We further asked whether PrxQ was able to reduce peroxides via the mycoredoxin 1/ MSH/mycothione reductase (Mxr1/MSH/Mtr) pathway, a novel electron transfer pathway identified in MSH producing high-(G+C)-content Gram-positive Actinobacteria that functional equivalent to the widely distributed glutaredoxin/glutathione/ glutathione reductase (Grx/GSH/GR) pathway [23]. However, no NADPH consumption was observed by using the Mrx1/Mtr/MSH reducing system (S2 Fig), indicating that this system cannot provide electrons to PrxQ. Together, these results showed that although PrxQ can employ the two Trxs regeneration systems in reducing oxidant, it has higher affinity for Trx1. That is, Trx1 was the most efficient electron donor for PrxQ.

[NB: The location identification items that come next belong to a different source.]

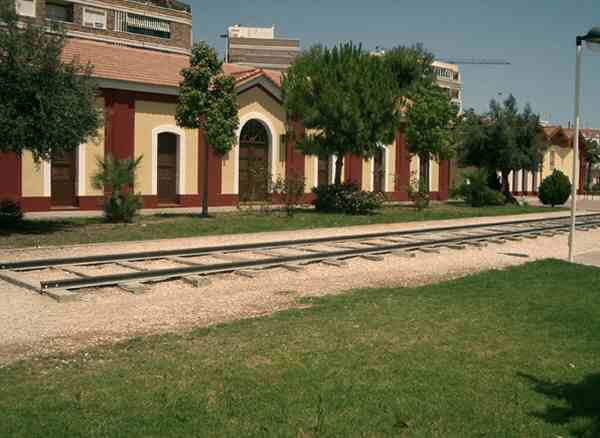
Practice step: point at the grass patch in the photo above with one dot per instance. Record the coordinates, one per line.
(510, 353)
(94, 230)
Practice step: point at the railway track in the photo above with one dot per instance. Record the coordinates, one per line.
(194, 264)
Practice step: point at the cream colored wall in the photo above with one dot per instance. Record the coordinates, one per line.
(367, 174)
(148, 116)
(563, 161)
(310, 169)
(256, 100)
(434, 171)
(94, 151)
(32, 176)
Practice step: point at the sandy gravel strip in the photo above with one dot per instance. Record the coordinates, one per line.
(32, 324)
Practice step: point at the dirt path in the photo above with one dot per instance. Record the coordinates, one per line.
(31, 324)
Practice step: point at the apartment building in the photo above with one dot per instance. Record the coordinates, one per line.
(138, 51)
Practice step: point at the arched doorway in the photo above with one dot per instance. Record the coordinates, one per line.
(379, 171)
(254, 172)
(62, 179)
(167, 168)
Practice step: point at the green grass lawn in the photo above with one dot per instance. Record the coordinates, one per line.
(73, 231)
(512, 353)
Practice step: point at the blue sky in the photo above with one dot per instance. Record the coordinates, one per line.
(536, 36)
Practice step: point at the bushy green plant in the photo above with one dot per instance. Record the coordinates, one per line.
(346, 198)
(555, 189)
(10, 213)
(476, 190)
(117, 177)
(418, 192)
(290, 190)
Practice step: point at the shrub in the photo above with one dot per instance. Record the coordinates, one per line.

Next, enzymatic activities of PrxQ toward various oxidizing substrates were analyzed using the Trx/TrxR system as the reducing power (Fig 4 and S3 Table). Results showed that the catalytic efficiency (k_cat/K_peroxide) of PrxQ towards H₂O₂, CHP, and t-BOOH, is quite variable with values of 1.2×10³ M⁻¹ · s⁻¹ ~ 4×10⁴ M⁻¹ · s⁻¹ (Fig 4A and 4B). The distinct difference observed with CHP was relevant with a difference in the apparent substrate affinity, with K_m values of about 93.74~115.8 μM for CHP, and 220.9~333.4 and 316.8~473.9 μM for H₂O₂ and t-BOOH. The above values obtained from C. glutamicum PrxQ showed comparability with those from Poplar PrxQ and E. coli BCP, indicating that these enzymes have very similar properties [29,17].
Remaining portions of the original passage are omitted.